Among healthcare workers, people who can accept failure and do not feel responsible for poor outcomes handle job stress better. Studies have shown that there is a connection between the ability to roll with the punches and the ability to withstand the hardships of life—and the intensity of working in skilled nursing facilities.
Providers can start by acknowledging the problem among themselves and then with their employees. They need to lay the issue on the table so that a dialogue about it can begin—including the particular difficulties of working at nursing homes.

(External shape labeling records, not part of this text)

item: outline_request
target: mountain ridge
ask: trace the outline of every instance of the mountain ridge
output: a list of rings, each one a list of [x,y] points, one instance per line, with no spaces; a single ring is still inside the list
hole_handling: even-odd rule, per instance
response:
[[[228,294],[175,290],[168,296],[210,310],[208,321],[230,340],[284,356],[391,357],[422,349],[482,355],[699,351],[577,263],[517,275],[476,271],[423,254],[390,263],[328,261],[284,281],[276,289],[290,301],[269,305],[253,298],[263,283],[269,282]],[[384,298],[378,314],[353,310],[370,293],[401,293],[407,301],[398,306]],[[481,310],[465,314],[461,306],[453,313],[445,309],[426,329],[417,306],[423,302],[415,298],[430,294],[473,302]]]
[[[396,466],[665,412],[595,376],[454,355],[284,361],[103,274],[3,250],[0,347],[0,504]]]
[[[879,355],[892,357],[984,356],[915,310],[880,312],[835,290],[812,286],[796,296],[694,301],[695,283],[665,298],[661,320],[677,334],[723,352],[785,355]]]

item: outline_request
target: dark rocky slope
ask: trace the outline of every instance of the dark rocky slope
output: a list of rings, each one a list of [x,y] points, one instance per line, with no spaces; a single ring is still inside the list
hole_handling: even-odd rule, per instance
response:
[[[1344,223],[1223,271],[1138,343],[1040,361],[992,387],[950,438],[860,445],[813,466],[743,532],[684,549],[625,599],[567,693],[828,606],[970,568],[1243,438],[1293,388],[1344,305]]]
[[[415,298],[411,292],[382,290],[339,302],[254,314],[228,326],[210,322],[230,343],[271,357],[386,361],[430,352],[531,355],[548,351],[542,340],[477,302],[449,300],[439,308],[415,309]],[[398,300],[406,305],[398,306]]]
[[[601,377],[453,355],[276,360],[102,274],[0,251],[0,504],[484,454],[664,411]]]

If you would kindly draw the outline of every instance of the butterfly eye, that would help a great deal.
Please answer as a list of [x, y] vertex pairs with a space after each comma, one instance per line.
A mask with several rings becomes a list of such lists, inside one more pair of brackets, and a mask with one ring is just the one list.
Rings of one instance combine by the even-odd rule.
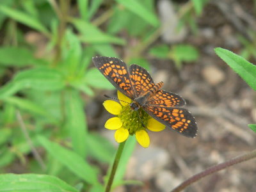
[[130, 104], [131, 108], [132, 108], [132, 110], [134, 111], [138, 111], [140, 109], [139, 106], [138, 105], [138, 104], [135, 103], [135, 102], [132, 102]]

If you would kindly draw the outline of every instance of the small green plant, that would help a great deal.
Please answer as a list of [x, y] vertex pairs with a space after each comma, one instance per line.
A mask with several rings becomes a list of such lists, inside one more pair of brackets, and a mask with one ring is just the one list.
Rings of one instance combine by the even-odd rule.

Workshops on compassion fatigue and self-care are especially helpful in this regard, since they bring the issue into the open. By offering training, providers show employees they are serious about creating a healthy environment for everyone. Providers need to understand that a compassion-fatigued staff is a compassion-fatigued organization.
LTC providers also need to institute policies and procedures that encourage employees to take care of themselves. Even simple things like allowing time off for emergencies, making sure employees take breaks and eat regular meals, and not demanding ongoing, unpaid overtime can change the tone of the workplace in subtle but dramatic ways.
Providers also can arrange employee recognition days with a continental breakfast, afternoon snacks or a masseuse giving shoulder rubs to show that they are serious about creating a culture of health and happiness. Promoting incentives like VIP parking spaces, gift certificates or an extra paid day off can make a huge difference.
For providers who already are running a 24-hour operation of three regular shifts, allowing job-sharing or greater flexibility in hours may be a viable option. Other ideas include workshops on communication skills, assertiveness training or time-management skills.